Using evaluations with the Kustomer API

Using evaluations with the Kustomer API

Use the AI Evaluations API to programmatically create, execute, and analyze evaluation runs for AI Automations.

Evaluations simulate customer scenarios and measure whether an AI Automation behaves correctly and consistently. Each evaluation runs structured test cases against a full automation workflow and returns detailed execution results.

This API allows you to:

  • Create evaluation test scenarios
  • Run evaluations against an AI Automation
  • Inspect execution traces and grading results
  • Measure reliability across multiple runs

To ensure quality service and prevent abuse, Kustomer limits the number of API requests that can be made within a short time.

Defining AI Automations

AI Automations (formerly AI Agent Teams) are orchestrated AI systems that coordinate multiple specialized AI agents to resolve customer requests.

An AI Automation may include:

  • A supervisor agent that routes tasks.
  • Multiple specialized agents.
  • Tools that allow agents to access systems and perform actions.
  • Knowledge sources agents access to provide support.

Evaluations execute against the entire AI Automation workflow, not individual agents.

Only AI Automations are supported by the Evaluations API.

Workflows are a separate automation system that performs event-based actions within the Kustomer platform.

Evaluations Overview

AI systems generate probabilistic responses.
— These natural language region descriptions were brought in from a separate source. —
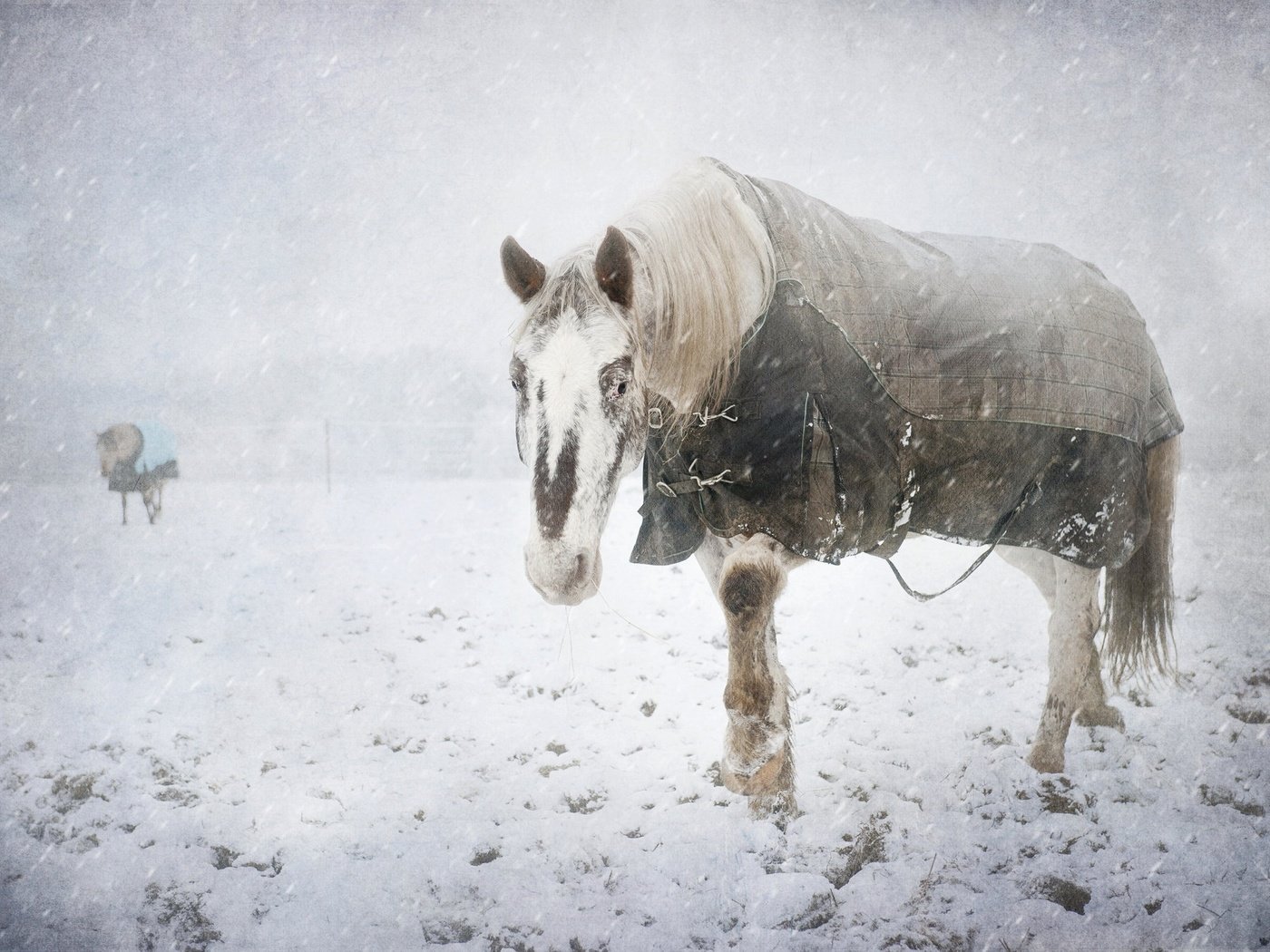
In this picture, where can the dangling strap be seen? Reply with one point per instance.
(1031, 492)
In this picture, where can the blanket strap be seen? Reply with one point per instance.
(1029, 495)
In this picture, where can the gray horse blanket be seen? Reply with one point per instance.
(972, 389)
(156, 460)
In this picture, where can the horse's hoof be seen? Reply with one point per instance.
(1100, 716)
(1045, 761)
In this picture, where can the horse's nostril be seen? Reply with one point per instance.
(581, 568)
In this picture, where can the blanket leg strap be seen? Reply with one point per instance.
(1032, 491)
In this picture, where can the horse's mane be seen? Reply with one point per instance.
(708, 269)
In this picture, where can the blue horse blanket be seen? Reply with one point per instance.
(158, 446)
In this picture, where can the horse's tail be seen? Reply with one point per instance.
(1138, 599)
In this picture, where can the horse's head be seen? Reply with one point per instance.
(581, 406)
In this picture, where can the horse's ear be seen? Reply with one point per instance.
(521, 270)
(613, 268)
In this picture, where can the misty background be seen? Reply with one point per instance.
(249, 219)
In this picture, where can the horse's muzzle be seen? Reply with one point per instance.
(562, 578)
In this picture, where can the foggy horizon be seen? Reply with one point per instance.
(235, 218)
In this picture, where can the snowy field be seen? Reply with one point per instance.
(288, 720)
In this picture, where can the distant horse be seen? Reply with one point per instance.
(139, 459)
(806, 384)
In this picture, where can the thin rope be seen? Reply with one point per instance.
(637, 627)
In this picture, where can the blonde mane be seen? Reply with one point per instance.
(708, 275)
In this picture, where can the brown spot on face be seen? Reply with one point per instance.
(554, 492)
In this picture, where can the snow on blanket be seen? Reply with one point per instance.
(288, 720)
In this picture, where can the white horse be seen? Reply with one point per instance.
(640, 336)
(136, 460)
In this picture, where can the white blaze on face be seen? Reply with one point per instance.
(575, 419)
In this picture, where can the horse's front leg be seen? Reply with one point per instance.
(758, 753)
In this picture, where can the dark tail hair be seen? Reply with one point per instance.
(1138, 598)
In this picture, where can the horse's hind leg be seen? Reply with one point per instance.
(1075, 673)
(758, 753)
(1043, 568)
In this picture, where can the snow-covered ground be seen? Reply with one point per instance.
(288, 720)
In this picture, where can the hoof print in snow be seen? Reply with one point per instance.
(797, 901)
(1219, 796)
(1247, 714)
(447, 932)
(1060, 891)
(1056, 797)
(174, 918)
(588, 802)
(869, 846)
(484, 856)
(224, 857)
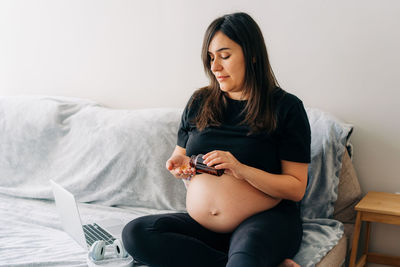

The same input can produce different outputs across executions.

Evaluations help measure:

  • Accuracy – Whether the automation reaches the correct outcome
  • Reliability – Whether behavior remains consistent across runs

Each evaluation contains:

  • Up to 30 test cases
  • Up to 25 executions per test case

Each execution produces:

  • Pass / Fail outcome
  • Conversation trace
  • Tool usage
  • Error information
  • Execution timing

Evaluations operate only on test data, not live customer interactions, using these core objects:

Automation

Represents the AI Automation being evaluated.

You must provide an automation ID when creating an evaluation.

Evaluation

An evaluation groups multiple test cases for an automation.

An evaluation defines:

  • The automation being tested
  • Configuration for evaluation runs
  • A set of test cases

Evaluation Test Case

A test case defines a simulated customer scenario.

Each test case includes:

  • Customer profile used for the simulation
  • Input prompt or conversation context
  • Expected response criteria
  • Tool usage requirements (optional)
  • Agent invocation requirements (optional)

Evaluation Run

An evaluation run executes one or more test cases against the automation.

Each run may execute test cases multiple times to detect behavioral variation.

Executing evaluations by order of operations

The following sequence describes how to run an evaluation through the API.

1. Get automation ID
2. Create evaluation
3. Create evaluation test cases
4. Execute evaluation
5. Retrieve evaluation results

1. Retrieving an Automation ID

Before creating an evaluation, obtain the automation ID for the AI Automation you want to test.

This ID is required when creating the evaluation.

Example:

GET /automations

Save:

automation_id

2. Creating an Evaluation

Create an evaluation associated with the automation. automation_id is a required value.

POST /evaluations

Example request:

{
  "automationId": "automation_id",
  "name": "Refund workflow evaluation"
}

Example response:

{
  "id": "evaluation_id",
  "automationId": "automation_id"
}

Save:

evaluation_id

3. Creating Evaluation Test Cases

Add a test case or multiple test cases to the evaluation.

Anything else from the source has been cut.